The Commission on Presidential Debates have confirmed Libertarian Party nominee Gary Johnson and Green Party nominee Jill Stein will not share the stage with Hillary Clinton and Donald Trump for the highly anticipated first presidential debate.

The Republican and Democratic candidates registered between 39 and 42 percent in each poll concluding September 11 or afterward, and Johnson, the Libertarian party's nominee, pulled at least eight percent in five of the seven countrywide surveys.

According to the average of five recently conducted national polls, Clinton had 43 percent and Trump 40.4 percent, while Johnson had 8.4 percent and Stein 3.2 percent.

The Commission on Presidential Debates said that only Hillary Clinton and Donald Trump met the threshold for inclusion in the debate.

Johnson's running mate, former MA governor Bill Weld, will not take part in the vice-presidential debate, which will be contested by Democrat Tim Kaine and Republican Mike Pence at Longwood University in Farmville, Virginia on 4 October.

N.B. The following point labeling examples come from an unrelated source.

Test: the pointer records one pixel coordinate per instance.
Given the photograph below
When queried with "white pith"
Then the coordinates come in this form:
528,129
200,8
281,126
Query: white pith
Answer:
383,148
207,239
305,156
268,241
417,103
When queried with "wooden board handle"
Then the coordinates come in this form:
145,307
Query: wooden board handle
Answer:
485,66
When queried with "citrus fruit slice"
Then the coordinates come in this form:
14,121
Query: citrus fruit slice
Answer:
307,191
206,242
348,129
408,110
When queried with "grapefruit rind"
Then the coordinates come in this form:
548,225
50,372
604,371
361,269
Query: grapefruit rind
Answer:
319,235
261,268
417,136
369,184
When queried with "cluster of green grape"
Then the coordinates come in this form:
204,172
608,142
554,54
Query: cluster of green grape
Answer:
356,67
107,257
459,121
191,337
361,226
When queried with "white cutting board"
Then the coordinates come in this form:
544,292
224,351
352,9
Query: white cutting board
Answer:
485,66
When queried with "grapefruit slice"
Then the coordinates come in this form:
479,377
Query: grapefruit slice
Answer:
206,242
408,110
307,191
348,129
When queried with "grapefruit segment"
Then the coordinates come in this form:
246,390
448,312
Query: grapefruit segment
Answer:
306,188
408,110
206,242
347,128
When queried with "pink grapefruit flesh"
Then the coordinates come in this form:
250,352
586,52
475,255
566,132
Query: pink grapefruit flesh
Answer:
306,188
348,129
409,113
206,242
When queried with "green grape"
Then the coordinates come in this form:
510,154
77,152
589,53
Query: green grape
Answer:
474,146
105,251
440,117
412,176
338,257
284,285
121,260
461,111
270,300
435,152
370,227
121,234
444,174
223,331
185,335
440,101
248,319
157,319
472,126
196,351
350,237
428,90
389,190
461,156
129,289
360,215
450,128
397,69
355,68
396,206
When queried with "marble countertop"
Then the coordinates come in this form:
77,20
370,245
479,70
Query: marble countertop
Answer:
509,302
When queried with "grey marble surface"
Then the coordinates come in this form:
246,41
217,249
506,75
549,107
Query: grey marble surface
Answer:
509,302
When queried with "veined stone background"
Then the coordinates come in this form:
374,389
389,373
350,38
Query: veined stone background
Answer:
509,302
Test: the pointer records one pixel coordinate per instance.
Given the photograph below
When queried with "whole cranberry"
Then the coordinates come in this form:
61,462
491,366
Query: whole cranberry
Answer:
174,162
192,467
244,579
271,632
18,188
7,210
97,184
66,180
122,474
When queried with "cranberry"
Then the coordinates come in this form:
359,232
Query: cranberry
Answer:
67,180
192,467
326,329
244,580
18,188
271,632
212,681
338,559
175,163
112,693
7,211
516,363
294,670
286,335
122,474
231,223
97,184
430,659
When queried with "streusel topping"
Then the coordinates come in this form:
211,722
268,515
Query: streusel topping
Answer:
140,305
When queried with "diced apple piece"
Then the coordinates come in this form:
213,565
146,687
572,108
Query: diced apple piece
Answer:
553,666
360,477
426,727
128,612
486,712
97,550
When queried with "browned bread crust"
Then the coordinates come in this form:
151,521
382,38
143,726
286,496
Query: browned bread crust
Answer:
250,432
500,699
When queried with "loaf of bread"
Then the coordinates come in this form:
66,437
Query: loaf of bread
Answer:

The presidential debates should include all candidates who are on enough ballots to be able to win the presidency.

Johnson's ad in the Times was used to publicize a letter to the debate commission, arguing national polls should not be the sole determining factor in which candidates are included in the debates.

Dr Stein, who has struggled to make a serious mark on the campaign, was recently charged with criminal trespass and criminal mischief for spray-painting a bulldozer during an environmental protest in North Dakota.

Johnson's advertisement follows a recent announcement that his campaign will be on the ballot in all 50 US states, the only candidate outside of Clinton and Trump to make that claim.

The commission said in its release that both Stein and Johnson will be re-evaluated for entry to later debates.

The next big test for Johnson's candidacy is whether or not he can make the debate stage, a goal that now looks unlikely under the rules for inclusion as determined by the Commission on Presidential Debates. There are more polls and more debates, and we plan to be on the debate stage in October.

NBC's Lester Holt will moderate the first debate on September 26. The Johnson and Stein campaigns were also not invited to participate in the October 4 vice presidential debate.

"Yet, the Republicans and Democrats are choosing to silence the candidate preferred by those millions of Americans".

This time, the CPD, which has been in charge of orchestrating the Presidential debates since the late 1980s, said in a statement that it would abide, instead, by its traditional rules.